Guest blog: Advice for parenting children while going through cancer
This guest blog is from Sara Olsher, founder of Mighty & Bright, a company in the US focusing on support systems for children who are faced with traumatic situations such parents going through cancer or a divorce. Here, Sara talks about why she started Mighty&Bright and gives some excellent advice for helping your kids through a parent’s cancer diagnosis and treatment.
What do I tell my child?
When I was first told that I had cancer, my first thought was my six-year-old. What would I tell her? How would she handle it? How would she deal with a long recovery, and even worse, if I died, what would happen to her?
I left the doctor’s office with a thick booklet titled, “a Woman’s Guide to Breast Cancer Treatment” and an absolutely blank mind. I’d gone into shock, and over the next several days I repeatedly convinced myself that the doctor didn’t actually diagnose me with cancer — I must have misunderstood.
After flipping through the booklet and finding zero information on juggling kids and cancer, I took to the internet and came up virtually empty-handed. Advice on talking to kids about cancer was sparse and vague, and I knew I was on my own.
Starting with a Book
Like many parents facing a tough situation, my first thought was to buy a book to explain cancer to my daughter.
Books are used the world over to introduce kids to hard things. Kids need (and like!) to have concepts repeated, and will return to a book over and over, relying on it to put their minds at ease. That’s why starting with a book is so helpful.
I had a few requirements:
- I wanted it to be straightforward and not scary, with friendly illustrations and no talk about death (I wanted that to be my job, and only if it was absolutely necessary).
- I wanted to explain the science of what cancer actually is. With my background in psychology, I knew that the truth would make it easier for her to cope.
- I needed my daughter to know that this wasn’t in her control. She didn’t cause cancer, and I didn’t want a book to imply that her hugs could heal it.
Six kids’ books about cancer later, I again came up empty-handed. I couldn’t understand why there were so few resources — and that’s when I decided to create my own.
When it was released, my book What Happens When Someone I Love Has Cancer immediately went to #1 on Amazon, a tribute to just how desperately parents needed it.
Taming the Chaos – my advice to you
- Kids rely on routines to feel safe; they need to know what to expect each day, and cancer treatment can disrupt everything. For my daughter, life started to feel chaotic. All of the things I used to do were done by other people, from school drop-offs to cooking dinner.
- To help kids feel safe, keep to a routine as much as possible. Keep their morning and evening activities in the same order, even if different people are helping.
- A routine chart that displays their morning and evening activities can help bring attention to the things they can expect each day.
- Creating a visual calendar became a big part of relieving my daughter’s stress. Just like a routine chart helps with daily activities, a calendar helps with weekly activities.
- On the calendar, I shared who would do school drop-off and pick-up each day and when I’d be having various treatments.
- I also tried to guess how I’d be feeling each day based on where I was in my chemo cycle. This helped her to prepare herself emotionally for days when I felt exhausted.
Speaking of exhaustion, it’s hard to stay connected when you’re too tired to do a lot of the activities you used to do together, like riding bikes or playing outside.
When I created a visual calendar for parents with cancer, I made sure to include stickers for quiet activities that are easy enough to do when you’re exhausted.
These activities can include things like playing cards, doing a craft, reading, watching a movie, or doing a puzzle. My main piece of advice? If you’re really tired, set a timer for 15 minutes and set your child’s expectations for the time limit before the activity begins.
Keeping the lines of communication open is crucial. By talking to your kids about your cancer treatment process using a book and calendar, you’re sending the message that it’s safe to talk to you about their feelings, which makes it less likely that they’ll keep any of their big emotions to themselves.

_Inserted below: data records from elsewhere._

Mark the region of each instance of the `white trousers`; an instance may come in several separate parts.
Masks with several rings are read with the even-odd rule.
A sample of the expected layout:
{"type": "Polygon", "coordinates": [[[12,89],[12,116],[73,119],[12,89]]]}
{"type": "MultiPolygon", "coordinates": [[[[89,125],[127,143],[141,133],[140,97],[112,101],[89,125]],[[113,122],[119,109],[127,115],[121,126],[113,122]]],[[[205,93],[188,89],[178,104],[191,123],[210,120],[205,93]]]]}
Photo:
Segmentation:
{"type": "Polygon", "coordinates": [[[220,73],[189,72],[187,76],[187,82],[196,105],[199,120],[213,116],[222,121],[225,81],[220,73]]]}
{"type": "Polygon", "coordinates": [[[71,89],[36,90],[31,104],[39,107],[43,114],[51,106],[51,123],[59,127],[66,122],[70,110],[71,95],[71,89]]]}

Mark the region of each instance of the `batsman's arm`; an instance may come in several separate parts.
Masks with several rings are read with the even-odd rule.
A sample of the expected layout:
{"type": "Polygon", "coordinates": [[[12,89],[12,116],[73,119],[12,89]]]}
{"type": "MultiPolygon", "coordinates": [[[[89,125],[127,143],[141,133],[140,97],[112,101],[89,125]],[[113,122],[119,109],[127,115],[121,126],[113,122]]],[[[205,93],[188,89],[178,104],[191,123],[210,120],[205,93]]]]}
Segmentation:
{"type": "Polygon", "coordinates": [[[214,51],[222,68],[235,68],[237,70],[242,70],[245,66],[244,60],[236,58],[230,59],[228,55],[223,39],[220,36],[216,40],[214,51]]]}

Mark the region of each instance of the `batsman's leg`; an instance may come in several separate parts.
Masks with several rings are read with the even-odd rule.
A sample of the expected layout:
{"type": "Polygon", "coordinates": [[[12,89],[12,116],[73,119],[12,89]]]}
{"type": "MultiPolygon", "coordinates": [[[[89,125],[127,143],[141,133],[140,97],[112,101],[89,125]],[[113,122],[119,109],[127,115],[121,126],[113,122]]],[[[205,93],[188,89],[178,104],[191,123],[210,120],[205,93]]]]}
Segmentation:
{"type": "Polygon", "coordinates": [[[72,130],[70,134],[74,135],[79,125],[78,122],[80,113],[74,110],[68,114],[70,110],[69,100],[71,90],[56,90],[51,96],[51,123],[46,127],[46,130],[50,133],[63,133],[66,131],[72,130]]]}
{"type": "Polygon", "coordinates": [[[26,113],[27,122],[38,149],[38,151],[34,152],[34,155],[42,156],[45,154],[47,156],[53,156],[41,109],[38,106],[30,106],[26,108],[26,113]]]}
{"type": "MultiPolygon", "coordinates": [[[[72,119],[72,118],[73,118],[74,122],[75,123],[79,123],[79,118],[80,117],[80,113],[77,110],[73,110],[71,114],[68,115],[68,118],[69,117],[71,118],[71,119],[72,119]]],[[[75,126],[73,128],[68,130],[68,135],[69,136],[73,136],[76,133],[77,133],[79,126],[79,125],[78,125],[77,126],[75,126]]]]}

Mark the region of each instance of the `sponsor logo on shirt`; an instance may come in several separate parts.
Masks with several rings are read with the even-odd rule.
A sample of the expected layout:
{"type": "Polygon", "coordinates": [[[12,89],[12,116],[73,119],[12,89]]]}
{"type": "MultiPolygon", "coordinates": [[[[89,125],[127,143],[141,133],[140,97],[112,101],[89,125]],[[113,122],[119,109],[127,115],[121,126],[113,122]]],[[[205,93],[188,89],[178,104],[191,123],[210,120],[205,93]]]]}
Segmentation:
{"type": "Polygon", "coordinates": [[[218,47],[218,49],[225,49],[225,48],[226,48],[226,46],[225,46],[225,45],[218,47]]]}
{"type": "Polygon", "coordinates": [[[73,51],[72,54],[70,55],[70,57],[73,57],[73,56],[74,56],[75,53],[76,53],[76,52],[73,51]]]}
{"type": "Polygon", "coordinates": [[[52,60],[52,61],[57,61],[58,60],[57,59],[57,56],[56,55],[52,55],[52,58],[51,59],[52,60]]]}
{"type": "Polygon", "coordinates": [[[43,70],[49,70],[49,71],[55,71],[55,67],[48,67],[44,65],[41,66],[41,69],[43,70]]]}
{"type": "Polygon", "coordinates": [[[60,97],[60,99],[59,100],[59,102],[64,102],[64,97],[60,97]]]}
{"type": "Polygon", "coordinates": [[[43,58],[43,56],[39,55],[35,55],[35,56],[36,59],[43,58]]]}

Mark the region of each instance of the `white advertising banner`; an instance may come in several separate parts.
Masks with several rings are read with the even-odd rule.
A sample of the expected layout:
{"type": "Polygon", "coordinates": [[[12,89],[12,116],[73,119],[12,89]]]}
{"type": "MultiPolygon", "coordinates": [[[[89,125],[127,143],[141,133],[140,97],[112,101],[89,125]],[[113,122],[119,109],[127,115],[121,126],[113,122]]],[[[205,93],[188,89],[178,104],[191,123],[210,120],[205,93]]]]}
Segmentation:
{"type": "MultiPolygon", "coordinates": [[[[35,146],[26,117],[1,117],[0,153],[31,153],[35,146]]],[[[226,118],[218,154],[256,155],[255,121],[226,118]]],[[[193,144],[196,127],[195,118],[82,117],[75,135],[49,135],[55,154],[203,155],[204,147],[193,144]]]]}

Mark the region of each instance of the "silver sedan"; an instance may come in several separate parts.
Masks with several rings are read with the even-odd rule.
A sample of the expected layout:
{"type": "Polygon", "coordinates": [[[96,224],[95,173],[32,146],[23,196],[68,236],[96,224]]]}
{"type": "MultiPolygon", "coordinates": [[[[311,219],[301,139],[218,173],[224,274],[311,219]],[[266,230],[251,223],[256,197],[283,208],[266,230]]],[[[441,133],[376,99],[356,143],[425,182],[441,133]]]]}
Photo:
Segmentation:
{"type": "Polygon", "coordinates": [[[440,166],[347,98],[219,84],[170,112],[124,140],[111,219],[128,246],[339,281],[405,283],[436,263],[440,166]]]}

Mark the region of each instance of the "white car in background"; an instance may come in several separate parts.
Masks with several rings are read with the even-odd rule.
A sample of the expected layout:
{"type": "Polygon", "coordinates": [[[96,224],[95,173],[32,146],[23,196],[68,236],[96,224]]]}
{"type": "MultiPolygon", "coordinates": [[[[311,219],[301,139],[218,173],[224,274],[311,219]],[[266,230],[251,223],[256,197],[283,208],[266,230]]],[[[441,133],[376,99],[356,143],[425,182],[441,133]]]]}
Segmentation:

How to Know if your Kids are Struggling
Cancer is hard for the whole family, and everyone will take a ride on the Struggle Bus at some point through this process.
For kids, struggling can look like:
- increased or worsening tantrums;
- Fears that may or may not be related to cancer;
- Complaints of tummy aches and headaches.
If you start to see behavior like this, reiterate that they can talk to you about any of their concerns, and also make sure they know of other adults in their lives who are safe to talk to, like teachers, family friends, or relatives. My daughter told my mom and my boyfriend things she didn’t want to tell me, and their support helped her a lot.
Go Easy on Yourself
Ever since I started my company, Mighty + Bright, to help families through hard things like cancer, I’ve had parents facing all sorts of tough circumstances reach out and confess how guilty they feel.
Cancer is not something you are putting your family through. Cancer is putting you all through this. It’s not hard because you’re making it hard, it’s hard because sometimes life is hard. Release your guilt and go easy on yourself – guilt is the last thing you need.
Along those lines, I will leave you with this: No one gets out of life without hardship. Your kids are facing hardship young, but they are facing it with you there to hold their hand. You’re resilient, and you’re raising resilient kids. Good job.